Review: She Wolf
She Wolf is a one-woman play on the corrosive effects of living in an unfettered, free-market capitalist society that is imbued with unrelenting masculinist tendencies. The protagonist works hard in an office when an opportunity for promotion presents itself. Being the best in her rank, and well placed for elevation, she applies for the position only to be passed over in favour of an incompetent male candidate who also happens to be related to one of the bosses.
What happens next is a salutary lesson on the consequences of so blatantly subverting the mirage of meritocracy.
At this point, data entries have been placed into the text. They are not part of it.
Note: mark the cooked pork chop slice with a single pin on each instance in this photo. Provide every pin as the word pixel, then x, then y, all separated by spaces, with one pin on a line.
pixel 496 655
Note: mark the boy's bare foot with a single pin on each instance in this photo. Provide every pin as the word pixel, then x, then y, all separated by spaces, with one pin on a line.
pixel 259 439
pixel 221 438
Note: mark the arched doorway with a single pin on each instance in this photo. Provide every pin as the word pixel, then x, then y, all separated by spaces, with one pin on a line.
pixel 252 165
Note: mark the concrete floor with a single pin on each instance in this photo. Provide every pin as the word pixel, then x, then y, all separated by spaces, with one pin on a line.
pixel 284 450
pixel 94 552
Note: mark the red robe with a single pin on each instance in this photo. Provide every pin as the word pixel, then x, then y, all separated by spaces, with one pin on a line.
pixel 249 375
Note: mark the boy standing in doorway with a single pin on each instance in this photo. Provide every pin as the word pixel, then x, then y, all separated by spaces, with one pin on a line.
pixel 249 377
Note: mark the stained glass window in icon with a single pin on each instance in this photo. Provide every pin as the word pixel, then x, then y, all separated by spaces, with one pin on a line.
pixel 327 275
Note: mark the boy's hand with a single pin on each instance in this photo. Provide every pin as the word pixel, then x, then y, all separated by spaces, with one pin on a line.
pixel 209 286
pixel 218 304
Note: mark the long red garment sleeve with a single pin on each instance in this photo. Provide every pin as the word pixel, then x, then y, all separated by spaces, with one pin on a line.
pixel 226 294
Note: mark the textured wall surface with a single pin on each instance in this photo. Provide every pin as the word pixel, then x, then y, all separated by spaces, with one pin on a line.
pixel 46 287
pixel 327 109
Isla Cowan’s performance is a tour-de-force. We first meet her protagonist at the zoo. The clever conceit here is that the audience are the animals and as she addresses us with her story, she forces us to look at ourselves. How deep is the coat of civilised veneer covering our beast within? How sealed is that skin? For the protagonist, it has already been breached…and may well be beyond repair. That’s why she’s here: to join us in the enclosed area because whatever is here, it is way more civilised than what is out there on the city streets. She watches us as we engage in typical animal behaviour. She understands us. We are not the beasts. We are the real unvarnished world in all its terrible splendour. There is no splendour to be found on the streets of Edinburgh.
They’re coming for her of course. Whatever she has done has to be corrected. Civilly. The play is executed to beautiful precision. And we, the caged animals, can only look on and grunt.
Whilst the inciting incident suggests the latest in a long list of incidents for it to be commensurate with such a response, the question that crossed my mind was: had she not been overlooked for promotion, had she been the token candidate, would she still be sitting here before us today? Or would all instead be fine? That’s a complicated point as it raises all sorts of questions about personal compliance and threshold levels: un-breached, we’ll go along with societal norms for personal gain. Introducing the element of nepotism complicates the central argument (that women are regularly and repeatedly overlooked in favour of men) since nepotism crosses the gender divide in complex ways.
These are; however, small points. She Wolf reminds us that however comfortable we are, there are those for whom the system does not work but will continue to comply anyway. We prefer it that way. Safe in the knowledge we can post our outrage on social media, or roll our eyes over a glass of Rioja in a salubrious drinking establishment knowing that nothing will ever actually change. She Wolf implores us to reconsider.
She Wolf ran Aug 18 - 28 at Assembly Roxy, Edinburgh.